Opinion
2003-02622.
Decided April 12, 2004.
In an action to recover damages for personal injuries, the plaintiff appeals from an order of the Supreme Court, Kings County (Schmidt, J.), dated February 4, 2003, which granted the defendants' motion for summary judgment dismissing the complaint on the ground that she did not sustain a serious injury within the meaning of Insurance Law § 5102(d).
Charles Berkman (Ephrem Wertenteil, New York, N.Y., of counsel), for appellant.
Bennet Moy Miller, LLP, New York, N.Y. (Jeffrey R. Miller of counsel), for respondents.
Before: MYRIAM J. ALTMAN, J.P. GABRIEL M. KRAUSMAN, GLORIA GOLDSTEIN, WILLIAM F. MASTRO, JJ.
DECISION ORDER
ORDERED that the order is reversed, on the law, with costs, the motion is denied, and the complaint is reinstated.

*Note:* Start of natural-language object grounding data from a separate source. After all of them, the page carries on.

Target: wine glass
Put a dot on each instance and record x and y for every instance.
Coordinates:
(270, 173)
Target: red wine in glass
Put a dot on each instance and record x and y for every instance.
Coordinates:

The defendants' motion for summary judgment was supported only by an attorney's affirmation, bills of particulars, the plaintiff's deposition testimony, and a New York Law Journal article concerning a prior personal injury action involving the plaintiff. The defendants did not submit the plaintiff's medical records, nor did they submit any medical expert evidence of their own. Accordingly, the defendants failed to establish a prima facie case that the plaintiff did not sustain a serious injury within the meaning of Insurance Law § 5102(d) as a result of the subject motor vehicle accident ( see Feratovic v. Lun Wah, 284 A.D.2d 368; Akujo v. USA Truck, 227 A.D.2d 360). Thus, the Supreme Court erred in granting the defendants' motion for summary judgment.
ALTMAN, J.P., KRAUSMAN, GOLDSTEIN and MASTRO, JJ., concur.